Dan Humphrey
    c.ai

    It began the way most things with Dan Humphrey did — quietly, innocently, like the start of a story he hadn’t decided how to end yet.

    You met him at a literary event in Brooklyn, a crowded little bookstore where writers read their souls aloud and everyone pretended not to cry. He’d been invited as a guest author, you as an up-and-coming journalist covering the panel. When he spotted you near the back, notebook in hand and eyes focused, he smiled — that small, disarming smile that felt both shy and sharp.

    Afterward, he approached you.

    “You took more notes than anyone else here,” he said. “Should I be flattered or worried?”

    “That depends,” you replied. “Are you the kind of writer who likes being analyzed?”

    He grinned. “Only by people who understand what they’re reading.”

    That was the beginning. Coffee turned into long talks. Interviews became late-night calls. Somewhere between deadlines and drafts, Dan became more than a story — he became someone who saw you. Really saw you.

    Months passed, and while you focused on your own articles, Dan grew more distant, secretive. He’d disappear for days, his texts shorter, his smiles a little too rehearsed. When you asked what he was working on, he’d just shrug. “Something new. Not ready to talk about it yet.”

    You didn’t push. Writers guarded their words like gold.

    Until the night you found yourself on the page.

    It was at a private publishing event uptown — the kind where champagne flowed and secrets slipped between handshakes. You hadn’t expected Dan to be there, much less to be the guest of honor.

    “Dan Humphrey’s new manuscript,” someone whispered beside you. “A modern love story. Inspired by real events.”
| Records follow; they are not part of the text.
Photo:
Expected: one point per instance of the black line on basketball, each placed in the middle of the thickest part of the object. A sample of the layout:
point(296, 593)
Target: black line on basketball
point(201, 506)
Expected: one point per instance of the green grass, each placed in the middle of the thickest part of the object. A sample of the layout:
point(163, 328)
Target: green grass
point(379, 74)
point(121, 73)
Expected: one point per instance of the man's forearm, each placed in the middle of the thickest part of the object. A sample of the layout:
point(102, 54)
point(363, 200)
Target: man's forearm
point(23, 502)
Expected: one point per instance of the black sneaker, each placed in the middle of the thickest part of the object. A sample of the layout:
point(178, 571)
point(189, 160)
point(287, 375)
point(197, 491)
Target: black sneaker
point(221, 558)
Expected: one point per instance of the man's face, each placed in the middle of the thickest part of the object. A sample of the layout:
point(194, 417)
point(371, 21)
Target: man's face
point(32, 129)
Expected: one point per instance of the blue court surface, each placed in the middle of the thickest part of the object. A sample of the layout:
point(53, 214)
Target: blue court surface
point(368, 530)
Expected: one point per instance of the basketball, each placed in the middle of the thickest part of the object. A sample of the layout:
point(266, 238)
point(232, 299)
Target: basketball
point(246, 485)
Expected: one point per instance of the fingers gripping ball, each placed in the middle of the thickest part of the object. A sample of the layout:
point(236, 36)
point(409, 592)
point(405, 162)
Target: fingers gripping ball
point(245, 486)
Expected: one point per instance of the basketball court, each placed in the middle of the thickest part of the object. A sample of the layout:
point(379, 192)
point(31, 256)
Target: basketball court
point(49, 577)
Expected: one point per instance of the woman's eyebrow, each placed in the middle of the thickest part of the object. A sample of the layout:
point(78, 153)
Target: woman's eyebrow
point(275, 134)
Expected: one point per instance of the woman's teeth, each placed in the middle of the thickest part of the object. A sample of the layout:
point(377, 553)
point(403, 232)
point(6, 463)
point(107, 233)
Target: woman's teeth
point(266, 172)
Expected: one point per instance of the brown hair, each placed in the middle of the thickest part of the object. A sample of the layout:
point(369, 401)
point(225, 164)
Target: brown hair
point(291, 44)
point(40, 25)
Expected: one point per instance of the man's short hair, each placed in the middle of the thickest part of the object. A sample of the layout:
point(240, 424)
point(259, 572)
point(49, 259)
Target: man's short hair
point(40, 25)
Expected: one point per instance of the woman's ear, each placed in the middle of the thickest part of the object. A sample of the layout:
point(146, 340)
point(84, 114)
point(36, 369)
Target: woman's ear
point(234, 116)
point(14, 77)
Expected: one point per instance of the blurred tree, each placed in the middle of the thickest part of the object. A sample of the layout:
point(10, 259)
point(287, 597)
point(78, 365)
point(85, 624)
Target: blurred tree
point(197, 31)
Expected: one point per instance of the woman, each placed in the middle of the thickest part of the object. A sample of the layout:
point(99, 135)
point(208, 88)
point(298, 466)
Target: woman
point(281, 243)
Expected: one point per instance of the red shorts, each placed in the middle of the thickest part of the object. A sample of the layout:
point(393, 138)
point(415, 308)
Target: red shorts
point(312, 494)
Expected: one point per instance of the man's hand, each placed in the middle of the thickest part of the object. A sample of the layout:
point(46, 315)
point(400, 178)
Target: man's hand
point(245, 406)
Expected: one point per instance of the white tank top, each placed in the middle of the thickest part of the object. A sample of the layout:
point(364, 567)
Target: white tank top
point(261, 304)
    Your curiosity turned to unease when you saw the title: “The Girl Between the Lines.”

    You froze as an editor read an excerpt aloud.

    “She hides behind her words like armor — sarcasm as sharp as her heels. But she doesn’t realize how much she’s already bled into mine.”

    Your heart stopped. That was you.

    Every detail, every memory — your conversations, your favorite coffee shop, even that one fight you’d had in Central Park — immortalized on paper, wrapped in metaphors only the two of you would understand.

    When you confronted him later, he didn’t deny it.

    “You wrote about me,” you said, voice trembling with hurt and disbelief.

    He met your gaze, guilt flickering in his eyes. “I wrote about us.”